Le cousin dit toujours : ouvrez vite, vite, cela presse.

La duègne raconte à la jeune maîtresse que le château est aux prises d’une bande de brigands, elle est hors d’elle-même, votre cousin de Beaumanoir est à la porte, il prétend être accouru pour vous sauver des mains des voleurs.

Sang Dieu, criait toujours Guy Eder exaspéré de toutes ces lenteurs, sinon la porte s’ouvrira à coups de hache, et il frappait du pied… et sa botte était solide, croyez-le bien.

Marie effrayée cherchait à s’expliquer le retour du cousin, souvent elle avait entendu médire de lui, de ses ruses suivies de prouesses, elle n’y croyait pas… lui si beau, si élégant, si prévenant elle n’y croyait pas… peut-on croire au mal, quand on a le cœur pur d’une jeune fille… ouvre vite je t’en prie, ma vieille Marianne, ayons confiance en Dieu et dans la bonne Vierge… Tu vois, mon cousin veut me sauver, il ne veut pas que les brigands m’enlèvent. Guy Eder se précipite dans la chambre ouverte enfin… sortez d’ici à l’instant, dit-il à la gouvernante, je veux rester seul avec ma cousine qui va s’habiller de suite… ses yeux étaient si effrayants que la vieille Marianne crut avoir affaire à l’ange des ténèbres, elle se signait à plusieurs reprises, un soudard qui avait suivi le chef à quelques pas, la poussa par les épaules et lui fit descendre les larges marches jusqu’au rez-de-chaussée : jamais elle n’avait dégringolé si vite.

Que se passe-t-il, mon cousin, dit la jeune fille à peine vêtue ? — Des brigands se sont introduits dans le château, je viens vous retirer de leurs mains, et vous protéger. — Quoi vous suivre dit la jeune fille tremblante. — Il le faut, cousine, c’est votre salut, je veillerai sur vous. — Ah ! vous n’êtes pas méchant comme on le dit. — Habillez-vous vite, dit Eder, je vais surveiller la bande… Comme il est heureux que votre père et votre mère soient absents, c’est à eux que l’on voulait, et l’on abandonnait vos appartements pendant le pillage… peut-être si l’on vous soupçonnait ici, vous prendrait-on comme otage.
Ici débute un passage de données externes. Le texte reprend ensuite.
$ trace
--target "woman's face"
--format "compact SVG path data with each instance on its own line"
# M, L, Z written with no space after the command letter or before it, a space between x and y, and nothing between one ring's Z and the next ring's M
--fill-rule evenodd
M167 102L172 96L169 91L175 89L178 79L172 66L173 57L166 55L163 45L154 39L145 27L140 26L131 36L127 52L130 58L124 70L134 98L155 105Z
Moi je savais que vous étiez ici, on n’y viendra que plus tard, dépêchez-vous.

Voulant rassurer davantage la pauvre enfant confiante :

« À Landerneau, j’ai appris le vol projeté pour la nuit : ces voleurs ont voulu embaucher pour le coup à faire, des gens qui me sont dévoués ; on voulait les racoler pour le pillage… oh ces pilleurs ne sont pas de la ligue, sans cela j’aurais essayé de les détourner… je ne suis arrivé qu’à temps… l’enfant confiante croyait tous ces mensonges… un bruit se fit dans les communs du château… ils vont maintenant à la chapelle, vite préparez-vous, je vais tout préparer pour le départ.

Il sort, et va donner des ordres à ses compagnons, qui dans d’immenses pièces de toile rassemblent les objets précieux.

S’adressant à un soldat… Je vais prendre les devants… Sellez à la hâte mon cheval, préparez-en un autre que je vous ai indiqué, un seul homme à cheval m’accompagnera.

Vous me retrouverez à l’endroit que j’ai indiqué à Rheunn, allons et preste !…

La Fontenelle remonte, trouve la jeune fille en pleurs, mais confiante… pauvre mère, pauvre mère disait-elle…

Venez, cousine, ne vous inquiétez pas de votre gouvernante, cette vieille folle court les maisons voisines, on n’osera pas, on ne pourra même pas venir à son secours ayez confiance en moi.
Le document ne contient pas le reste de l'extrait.